Here we can see that the ACF tails off after around 12 lags. We can imagine that the d value will be 1. The PACF is difficult to grasp as the y-axis shows values as high as 25 in month 48. We will see what our gridsearch tells us.
For our non-seasonal order we have our pdq equal to (1,0,1) and for our seasonal order we have (0,0,2,12)
From here I split the data into a training and testing set. The model is going to be trained on data preceding 2015 and the data will be tested on that which came after 2015.
The SARIMA model was fit with our pdq, PDQ, and s. The results are below:
The AR & MA terms with a lag of 1 both have very high correlations with very low p-values. We can see they are significant. The seasonal MA value after 12 months has a moderately strong negative correlation and also a low p-value. The seasonal MA value after a lag of 24 months, however, has a very high p-value. We can disregard it.
The error-analysis is below:
Here we can see that the model did not capture all of the data's signal. In the top-left graph we can see that our standardized residuals are not quite white-noise as there is variance in the mean after 2010. In the top right graph we should have a KDE of around a normal-distribution. We do not have that. Finally, our errors should be distributed linearly and if we look at the bottom left graph we do not have this.

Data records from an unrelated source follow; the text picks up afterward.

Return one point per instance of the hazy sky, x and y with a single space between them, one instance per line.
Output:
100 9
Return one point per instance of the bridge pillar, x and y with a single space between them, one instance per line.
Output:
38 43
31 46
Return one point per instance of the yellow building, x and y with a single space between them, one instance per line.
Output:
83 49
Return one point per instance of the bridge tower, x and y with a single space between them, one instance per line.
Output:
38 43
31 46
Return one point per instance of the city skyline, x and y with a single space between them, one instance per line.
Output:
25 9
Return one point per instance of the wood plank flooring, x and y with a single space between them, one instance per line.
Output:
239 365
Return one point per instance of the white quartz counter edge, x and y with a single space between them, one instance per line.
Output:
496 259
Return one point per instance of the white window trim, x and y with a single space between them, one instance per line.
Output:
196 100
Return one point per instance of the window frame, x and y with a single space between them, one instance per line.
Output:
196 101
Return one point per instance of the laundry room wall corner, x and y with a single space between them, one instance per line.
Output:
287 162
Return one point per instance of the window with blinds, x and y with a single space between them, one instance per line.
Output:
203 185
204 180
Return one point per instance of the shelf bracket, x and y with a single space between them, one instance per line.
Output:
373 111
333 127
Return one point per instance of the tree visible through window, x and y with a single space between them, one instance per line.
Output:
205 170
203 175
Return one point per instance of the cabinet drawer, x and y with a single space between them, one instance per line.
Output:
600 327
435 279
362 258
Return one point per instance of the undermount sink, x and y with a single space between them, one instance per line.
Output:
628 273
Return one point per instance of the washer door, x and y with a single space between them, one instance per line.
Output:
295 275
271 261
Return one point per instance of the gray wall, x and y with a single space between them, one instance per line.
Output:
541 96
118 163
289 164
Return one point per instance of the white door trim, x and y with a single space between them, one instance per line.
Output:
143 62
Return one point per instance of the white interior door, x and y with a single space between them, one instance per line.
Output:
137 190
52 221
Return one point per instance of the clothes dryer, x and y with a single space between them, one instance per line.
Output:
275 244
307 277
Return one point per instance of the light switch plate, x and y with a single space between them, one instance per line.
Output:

There is more work that needs to be done on this model. I trained the model on data from other zip codes and as I fit it with more data, the error results became more along the lines of what we want.

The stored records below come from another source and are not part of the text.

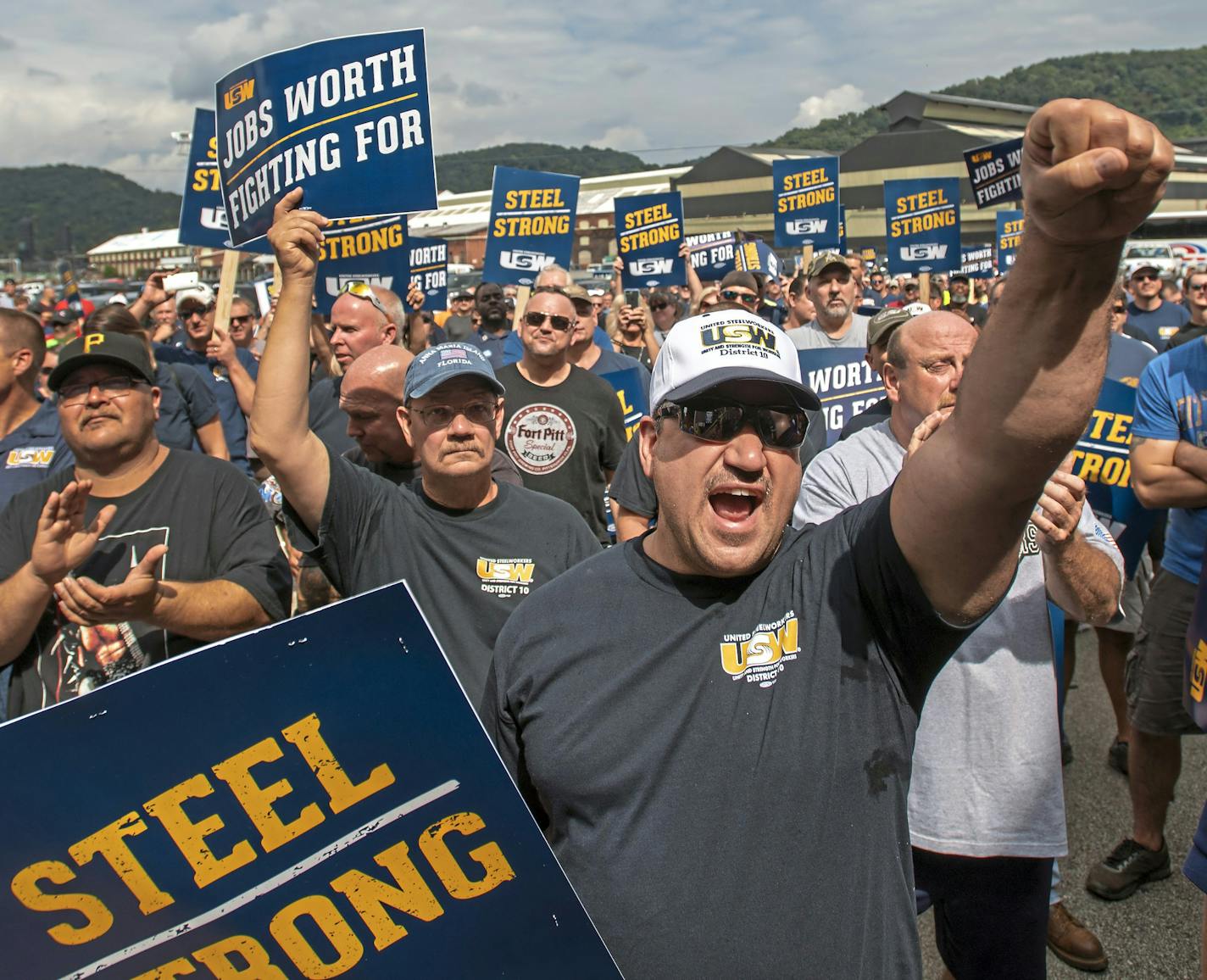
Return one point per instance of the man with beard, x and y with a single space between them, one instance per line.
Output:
832 288
456 533
959 302
746 724
987 809
91 590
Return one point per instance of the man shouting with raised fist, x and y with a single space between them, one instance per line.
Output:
723 769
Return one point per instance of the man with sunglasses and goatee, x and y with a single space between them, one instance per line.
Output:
1149 318
471 548
833 288
563 426
742 732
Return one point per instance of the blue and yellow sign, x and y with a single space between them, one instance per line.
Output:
531 225
1010 237
648 236
430 270
370 250
844 384
1101 459
348 120
996 171
922 225
806 203
273 806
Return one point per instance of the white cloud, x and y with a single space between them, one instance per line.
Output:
846 98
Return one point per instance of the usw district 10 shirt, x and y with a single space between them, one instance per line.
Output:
564 437
469 569
722 766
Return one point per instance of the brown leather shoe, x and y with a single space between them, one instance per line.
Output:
1072 942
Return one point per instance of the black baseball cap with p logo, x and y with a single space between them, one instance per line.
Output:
102 349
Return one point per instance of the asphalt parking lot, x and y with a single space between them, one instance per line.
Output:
1155 933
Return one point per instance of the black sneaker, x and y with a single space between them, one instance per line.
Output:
1116 757
1126 868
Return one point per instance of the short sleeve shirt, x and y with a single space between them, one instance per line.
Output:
1170 404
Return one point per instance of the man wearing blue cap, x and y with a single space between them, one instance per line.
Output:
471 548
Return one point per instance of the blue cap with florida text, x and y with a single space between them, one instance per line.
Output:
443 362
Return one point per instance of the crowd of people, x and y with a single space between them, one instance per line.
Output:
882 731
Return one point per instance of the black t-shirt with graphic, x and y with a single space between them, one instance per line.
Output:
467 569
215 526
723 769
564 437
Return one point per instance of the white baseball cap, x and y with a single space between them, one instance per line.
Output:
728 345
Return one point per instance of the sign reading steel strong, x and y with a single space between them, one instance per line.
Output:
312 799
996 171
649 232
531 225
922 225
362 250
805 202
347 119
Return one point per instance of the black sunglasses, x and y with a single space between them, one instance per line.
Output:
745 298
557 320
777 427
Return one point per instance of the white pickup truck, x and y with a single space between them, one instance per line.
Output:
1155 253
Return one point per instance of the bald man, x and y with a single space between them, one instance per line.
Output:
987 805
370 396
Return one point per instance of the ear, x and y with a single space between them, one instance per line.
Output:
403 415
648 435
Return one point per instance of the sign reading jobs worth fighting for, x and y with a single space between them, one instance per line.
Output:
649 232
922 225
312 799
347 119
372 250
806 202
531 225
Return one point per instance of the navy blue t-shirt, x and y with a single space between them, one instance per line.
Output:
234 425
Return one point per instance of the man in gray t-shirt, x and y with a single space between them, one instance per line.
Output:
987 808
834 293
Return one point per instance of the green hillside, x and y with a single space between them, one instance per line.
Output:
1159 85
473 170
94 204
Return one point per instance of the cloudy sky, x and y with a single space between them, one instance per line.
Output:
107 83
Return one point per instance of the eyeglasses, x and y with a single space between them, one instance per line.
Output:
116 387
441 416
745 298
535 319
777 427
364 291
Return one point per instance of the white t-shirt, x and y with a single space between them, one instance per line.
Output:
987 777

After analyzing the RMSE of our train and test data we can see that the predicted values are not too far off from our actual values. The RMSEs are similar, as well, so it seems like this model is fit fairly well even given our error issues above.
Below is the result of forecasting from this model:
While the returns do not look like they will change too much over the next 10 years, after analyzing the predicted mean return for years 1, 3, 5, and 10 we received the following information:
- Total expected return in 1 year: -4.1%
- Total expected return in 3 years: -7.34%
- Total expected return in 5 year: -7.99%
- Total expected return in 10 years: -8.18%
This process above was repeated for the other 4 zip codes to determine which zip codes would have the best ROI over the next 5-10 years. Below you will see the best model I was able to acquire as well as the list of our suggested zip codes.

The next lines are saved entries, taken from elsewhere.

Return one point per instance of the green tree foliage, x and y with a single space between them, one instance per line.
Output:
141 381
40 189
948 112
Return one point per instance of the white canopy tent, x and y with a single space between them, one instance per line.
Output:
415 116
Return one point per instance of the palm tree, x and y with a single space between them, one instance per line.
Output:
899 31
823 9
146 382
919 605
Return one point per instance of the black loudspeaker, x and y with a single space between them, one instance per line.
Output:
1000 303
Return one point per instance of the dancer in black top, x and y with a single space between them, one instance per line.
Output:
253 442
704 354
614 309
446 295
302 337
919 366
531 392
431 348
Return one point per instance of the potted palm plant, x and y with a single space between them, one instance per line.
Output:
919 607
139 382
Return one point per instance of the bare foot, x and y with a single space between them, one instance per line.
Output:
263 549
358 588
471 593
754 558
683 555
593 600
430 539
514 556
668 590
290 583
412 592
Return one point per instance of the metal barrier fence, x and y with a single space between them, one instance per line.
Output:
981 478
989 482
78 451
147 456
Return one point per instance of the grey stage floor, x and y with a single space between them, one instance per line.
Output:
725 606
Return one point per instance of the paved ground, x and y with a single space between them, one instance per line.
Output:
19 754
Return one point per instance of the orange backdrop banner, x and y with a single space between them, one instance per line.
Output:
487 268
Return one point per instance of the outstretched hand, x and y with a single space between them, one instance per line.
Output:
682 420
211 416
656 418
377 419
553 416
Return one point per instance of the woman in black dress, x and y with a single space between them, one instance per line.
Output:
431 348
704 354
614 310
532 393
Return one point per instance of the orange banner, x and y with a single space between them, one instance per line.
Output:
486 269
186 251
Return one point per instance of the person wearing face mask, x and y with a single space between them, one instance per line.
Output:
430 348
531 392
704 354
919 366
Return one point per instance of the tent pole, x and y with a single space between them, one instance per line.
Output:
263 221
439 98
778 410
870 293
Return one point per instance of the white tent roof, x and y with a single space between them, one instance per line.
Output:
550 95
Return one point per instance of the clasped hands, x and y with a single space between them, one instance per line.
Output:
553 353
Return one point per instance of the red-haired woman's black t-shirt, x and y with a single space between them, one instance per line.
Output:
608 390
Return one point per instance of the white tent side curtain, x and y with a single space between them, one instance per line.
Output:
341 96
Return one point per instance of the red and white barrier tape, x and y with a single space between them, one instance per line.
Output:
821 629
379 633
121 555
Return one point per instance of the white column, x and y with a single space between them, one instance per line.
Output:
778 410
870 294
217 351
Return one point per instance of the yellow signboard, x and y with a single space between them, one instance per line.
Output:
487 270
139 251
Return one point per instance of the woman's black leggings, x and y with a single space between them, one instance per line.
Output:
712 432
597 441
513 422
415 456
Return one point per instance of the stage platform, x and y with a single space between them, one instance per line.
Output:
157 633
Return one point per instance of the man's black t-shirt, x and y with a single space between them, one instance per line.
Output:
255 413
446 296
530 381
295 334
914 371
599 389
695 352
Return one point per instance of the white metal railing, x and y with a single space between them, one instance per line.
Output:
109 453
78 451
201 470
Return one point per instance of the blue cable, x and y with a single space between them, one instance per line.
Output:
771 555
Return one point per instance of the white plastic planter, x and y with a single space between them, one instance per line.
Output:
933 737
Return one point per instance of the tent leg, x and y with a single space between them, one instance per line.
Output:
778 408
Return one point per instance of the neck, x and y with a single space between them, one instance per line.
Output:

- Order: (0,1,4) ; Seasonal Order: (0,0,0)[0]
SARIMAX RESULTS:
Error Results:
- Train RMSE: 0.00374, Test RMSE: 0.00480
Forecast:
- Total expected return in 1 year: 27.87%
- Total expected return in 3 years: 107.3%
- Total expected return in 5 year: 236.09%
- Total expected return in 10 years: 1047.71%
After we performed a time series analysis on our 5 zip codes and created a dataframe that orders the returns through 10 years, the best zipcodes to invest in would be:
- Bloomfield, KY (40008) 10 Year ROI of 10.47 (1,047%)
- Osakis, MN (56360) - 10 Year ROI of 5.75 (575%)
- Pierson, MI (49339) - 10 Year ROI of 1.82 (182%)
The ROI DataFrame is Below:
It would be interesting to see if we could add more variables to see how it would affect the forecasting but, in particular, I would like to see if there could be a way to implement emergency disasters even just as a feature that could be turned on or off. I imagine folks are working on that in the face of COVID-19 especially as it relates to autocorrelation (no previous sale price history could have accurately predicted prices today given what the world is experiencing). But, in addition, smaller disasters like fires, storms, floods, avalanches, etc, relative to where the real estate is located could have an effect and I would like to delve into how to account for these risks.